Shen Fu: „Aufzeichnungen aus einem flüchtigen Leben“

Shen Fu Aufzeichnungen aus einem flüchtigen Leben Matthes Seitz

Ein Buch, das uns einlädt in eine andere, vergangene Welt. Es ist eine Sprache und Handlung, die uns eintauchen lässt in ein früheres China und dennoch so modern erscheint. Shen Fu wurde 1763 in Changzhou geboren. Er war ein Beamter und Gelehrter. Als „Aufzeichnungen aus einem flüchtigen Leben“ (浮生六記) 1877 erstmals publiziert wurde, wurde diese ungewöhnliche Autobiografie sofort ein Erfolg und ist auch mehrfach aufgeführt oder verfilmt worden. Das Buch gehört bis zum heutigen Tag in Asien zum Klassiker und wird als Schullektüre eingesetzt. Jetzt ist es von dem Sinologen Richard von Schirach neu übersetzt und mit einem Vorwort und Kommentaren ergänzt worden.

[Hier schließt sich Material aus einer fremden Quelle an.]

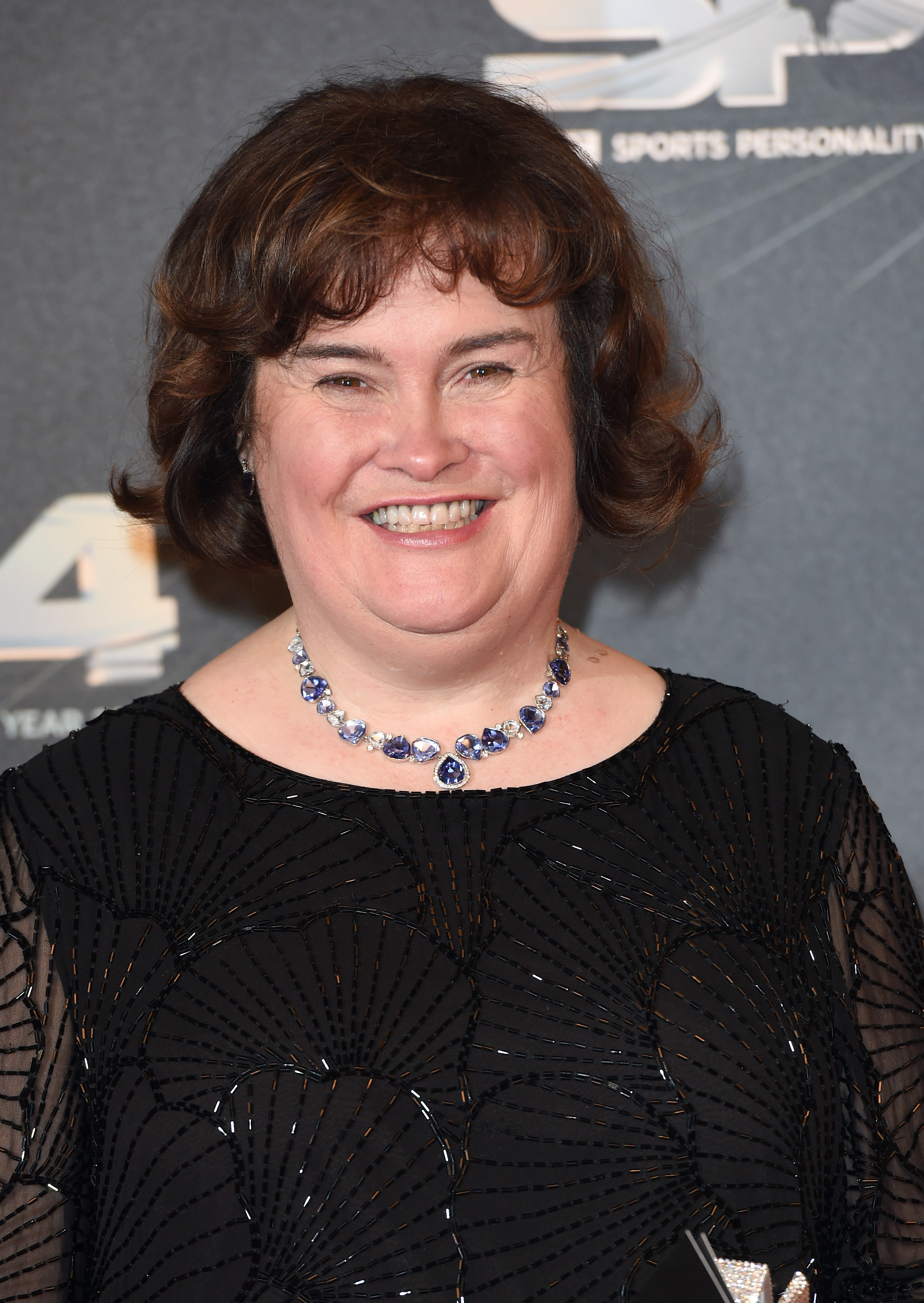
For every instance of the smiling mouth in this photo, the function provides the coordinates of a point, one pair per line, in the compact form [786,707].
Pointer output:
[416,520]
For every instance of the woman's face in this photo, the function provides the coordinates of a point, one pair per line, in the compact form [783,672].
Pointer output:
[431,401]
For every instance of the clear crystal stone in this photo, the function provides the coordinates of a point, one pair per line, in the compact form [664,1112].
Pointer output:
[494,739]
[424,750]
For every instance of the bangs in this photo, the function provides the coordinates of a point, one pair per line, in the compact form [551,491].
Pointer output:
[355,210]
[321,211]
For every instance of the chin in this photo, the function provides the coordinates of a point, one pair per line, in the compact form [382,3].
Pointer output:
[437,617]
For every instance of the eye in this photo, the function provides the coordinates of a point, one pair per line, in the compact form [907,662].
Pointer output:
[485,371]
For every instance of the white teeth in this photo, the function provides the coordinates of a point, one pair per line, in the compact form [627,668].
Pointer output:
[419,519]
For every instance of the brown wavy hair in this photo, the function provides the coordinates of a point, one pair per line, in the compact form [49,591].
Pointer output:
[313,218]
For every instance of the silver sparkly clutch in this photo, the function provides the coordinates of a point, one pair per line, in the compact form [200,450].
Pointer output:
[692,1272]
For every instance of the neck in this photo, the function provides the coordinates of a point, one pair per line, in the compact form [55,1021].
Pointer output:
[419,682]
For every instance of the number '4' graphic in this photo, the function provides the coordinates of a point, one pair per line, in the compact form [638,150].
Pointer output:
[118,621]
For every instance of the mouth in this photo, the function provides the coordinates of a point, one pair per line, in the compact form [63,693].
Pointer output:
[435,518]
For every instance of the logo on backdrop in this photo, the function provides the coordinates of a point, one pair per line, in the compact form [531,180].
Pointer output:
[115,618]
[736,50]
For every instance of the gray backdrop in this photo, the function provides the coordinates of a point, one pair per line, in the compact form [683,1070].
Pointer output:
[800,579]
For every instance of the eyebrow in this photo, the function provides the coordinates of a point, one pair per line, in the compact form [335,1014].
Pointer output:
[356,352]
[475,343]
[467,344]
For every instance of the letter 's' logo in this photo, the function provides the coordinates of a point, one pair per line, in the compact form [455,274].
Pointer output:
[733,49]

Es ist die Geschichte des unbekümmerten und unkonventionellen Shen Fu. Seine Aufzeichnungen sind liebevoll und lassen den damaligen Alltag, die Kultur und die gesellschaftlichen Gepflogenheiten aufleben. Shen Fu begnügt sich mit dem aus seiner Sicht einfachen Leben. Beruflich hat er keine großen Erfolge und den damaligen Traditionen geschuldet, steht er unter dem Einfluss seines Elternhauses, sprich seines Vaters. Er verliebt sich in seine Cousine Chen Yun, die er auch bald darauf heiratet. Chen Yun will ihm eine gute Ehefrau sein und die Traditionen wahren. Die beiden verstehen sich auch immer besser und lieben die Kunst, besonders die Literatur und das Theater. Da Frauen in der damaligen Zeit der Ausgang nicht so frei gestattet war, begleitet Chen Yun ihren Ehemann ab und zu als Mann verkleidet. Der Wunsch nach Unabhängigkeit und etwas mehr Freiheit keimt in beiden. Der Roman lebt von den Schilderungen der alltäglichen Zuwendungen, zueinander, zu der Literatur, der Philosophie und der Natur, besonders auch den Pflanzen- und Blumenarrangements. Doch lebt das Ehepaar nicht in einer gehobenen Lebens-, d.h. Gesellschaftsschicht. Sie versuchen sich stets mit dem, wie es gerade ist, zu arrangieren. Hier wird immer wieder der Daoismus verdeutlicht und ausgelebt.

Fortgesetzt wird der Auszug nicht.